Only Rhannon Matters

Six hours later, dressed in a heavy silk mourning gown that stuck to her skin, a pair of small onyx studs in her ears, and her hair newly braided into a crown atop her head, Sorrow sat alone on the platform in the banqueting hall. Though the places beside her were set, the cutlery and plates polished to a dull sheen, the chairs were empty.
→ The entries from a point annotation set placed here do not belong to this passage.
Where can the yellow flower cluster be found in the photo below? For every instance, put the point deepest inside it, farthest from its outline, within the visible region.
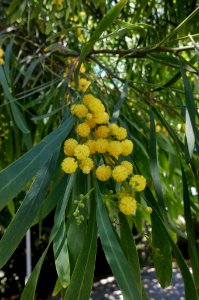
(97, 137)
(4, 129)
(58, 2)
(83, 84)
(1, 56)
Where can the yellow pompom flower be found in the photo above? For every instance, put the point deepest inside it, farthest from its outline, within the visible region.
(91, 145)
(96, 106)
(138, 182)
(127, 147)
(86, 165)
(101, 132)
(1, 53)
(58, 2)
(128, 166)
(149, 210)
(121, 133)
(113, 128)
(103, 173)
(82, 68)
(101, 118)
(114, 148)
(127, 205)
(69, 165)
(120, 173)
(83, 130)
(81, 152)
(79, 110)
(83, 85)
(101, 145)
(69, 146)
(90, 120)
(87, 99)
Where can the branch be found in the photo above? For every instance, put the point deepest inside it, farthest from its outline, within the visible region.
(141, 52)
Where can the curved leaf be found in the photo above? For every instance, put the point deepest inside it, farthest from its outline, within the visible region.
(82, 277)
(61, 256)
(26, 213)
(124, 275)
(15, 176)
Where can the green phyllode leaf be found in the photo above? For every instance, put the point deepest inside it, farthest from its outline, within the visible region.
(162, 257)
(62, 263)
(15, 176)
(190, 289)
(82, 276)
(190, 230)
(111, 15)
(124, 274)
(27, 211)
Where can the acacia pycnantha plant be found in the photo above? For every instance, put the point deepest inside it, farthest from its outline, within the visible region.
(99, 126)
(102, 149)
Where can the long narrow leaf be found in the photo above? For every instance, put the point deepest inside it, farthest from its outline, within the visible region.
(26, 213)
(190, 289)
(61, 255)
(29, 290)
(102, 26)
(129, 247)
(15, 176)
(190, 230)
(124, 275)
(82, 277)
(17, 113)
(154, 165)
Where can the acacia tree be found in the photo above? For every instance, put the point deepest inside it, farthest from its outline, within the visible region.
(83, 83)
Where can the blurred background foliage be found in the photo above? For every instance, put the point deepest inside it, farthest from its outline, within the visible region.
(144, 67)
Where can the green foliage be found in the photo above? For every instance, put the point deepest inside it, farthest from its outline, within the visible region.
(142, 60)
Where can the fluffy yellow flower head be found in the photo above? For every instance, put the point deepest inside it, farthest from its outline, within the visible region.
(79, 110)
(81, 152)
(91, 145)
(127, 147)
(58, 2)
(101, 145)
(103, 173)
(127, 205)
(83, 85)
(101, 118)
(149, 210)
(69, 165)
(121, 133)
(90, 120)
(83, 129)
(69, 146)
(86, 165)
(138, 182)
(120, 173)
(87, 99)
(1, 53)
(113, 128)
(128, 166)
(96, 106)
(114, 148)
(102, 132)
Sitting at the head of the room always made her feel vulnerable, too aware that everyone could see her, too aware of the swathe of space to her right and left, leaving her a target in the centre. Soon, all eyes would turn to her and she would have to lead the prayers for Mael, a prospect that made her skin feel too tight, stretched thin over anxious bones. She knew the words she had to say; stars, everyone in the room knew the words. But it was the first time she’d have to say them. Take that role. It was enough to send her hand reaching for her glass.